When it comes to taking responsibility for the mess they've already made, though, the Pentagon receives considerably less praise from both elected officials and citizen groups. "The military has been forced to pay more attention to environmental contamination, to budget more money for cleanup," says organizer Steve Taylor. "Like every large polluter, the Department of Defense has responded to that pressure by attempting to change the laws and regulations used to make them address the problems. Large polluters don't like to be forced to clean up their messes. They don't like to admit that they've been poisoning people."

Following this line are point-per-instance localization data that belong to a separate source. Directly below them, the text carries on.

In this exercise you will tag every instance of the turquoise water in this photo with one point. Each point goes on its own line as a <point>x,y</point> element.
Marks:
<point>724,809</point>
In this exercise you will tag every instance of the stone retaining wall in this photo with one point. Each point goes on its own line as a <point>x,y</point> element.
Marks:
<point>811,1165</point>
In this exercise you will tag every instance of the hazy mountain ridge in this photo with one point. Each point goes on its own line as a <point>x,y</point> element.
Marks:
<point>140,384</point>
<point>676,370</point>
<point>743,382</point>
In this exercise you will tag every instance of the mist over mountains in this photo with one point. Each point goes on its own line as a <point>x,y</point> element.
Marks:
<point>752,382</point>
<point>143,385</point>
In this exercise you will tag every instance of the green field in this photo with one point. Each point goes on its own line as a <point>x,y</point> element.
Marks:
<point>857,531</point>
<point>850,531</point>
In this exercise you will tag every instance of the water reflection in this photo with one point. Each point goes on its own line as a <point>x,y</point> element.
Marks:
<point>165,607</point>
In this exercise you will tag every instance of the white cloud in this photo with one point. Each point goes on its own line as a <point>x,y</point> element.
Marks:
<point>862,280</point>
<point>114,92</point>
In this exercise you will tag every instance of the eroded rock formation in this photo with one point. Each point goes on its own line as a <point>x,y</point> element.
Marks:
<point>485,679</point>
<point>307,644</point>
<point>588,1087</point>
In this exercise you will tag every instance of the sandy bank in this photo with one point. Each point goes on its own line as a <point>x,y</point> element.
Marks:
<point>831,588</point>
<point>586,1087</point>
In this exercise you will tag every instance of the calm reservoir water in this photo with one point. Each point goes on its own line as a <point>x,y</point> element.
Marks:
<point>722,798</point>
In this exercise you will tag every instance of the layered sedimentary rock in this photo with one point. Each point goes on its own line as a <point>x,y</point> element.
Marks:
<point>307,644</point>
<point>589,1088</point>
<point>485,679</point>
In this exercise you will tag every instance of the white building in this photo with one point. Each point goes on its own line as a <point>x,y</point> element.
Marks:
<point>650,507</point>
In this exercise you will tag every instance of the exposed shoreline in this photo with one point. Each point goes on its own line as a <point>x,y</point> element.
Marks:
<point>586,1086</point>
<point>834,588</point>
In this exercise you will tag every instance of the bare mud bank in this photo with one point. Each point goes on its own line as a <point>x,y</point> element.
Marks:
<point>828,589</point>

In a December 2002 briefing paper, the Defense Department outlined its plans to launch a "multi-year campaign" to exempt itself from parts of the nation's key laws governing air pollution, hazardous waste and wildlife protection. Three months later, Deputy Defense Secretary Paul Wolfowitz asked the secretaries of the Army, Navy and Air Force to identify burdensome environmental proposals from which the Pentagon should seek immunity. "In a growing number of cases, environmental regulation and litigation threaten to limit our continued ability to use these lands and airspace for necessary military training and testing," Wolfowitz wrote in March 2003.

The week before, EPA administrator Christine Todd Whitman contradicted this claim, telling a congressional committee, "I don't believe that there is a training mission anywhere in this country that is being held up or not taking place because of environmental protection regulation." Nonetheless, last November, Congress granted the Defense Department certain exemptions from the Marine Mammal Protection Act and the Endangered Species Act. Wildlife advocates say the changes threaten the lives of whales, porpoises and dolphins.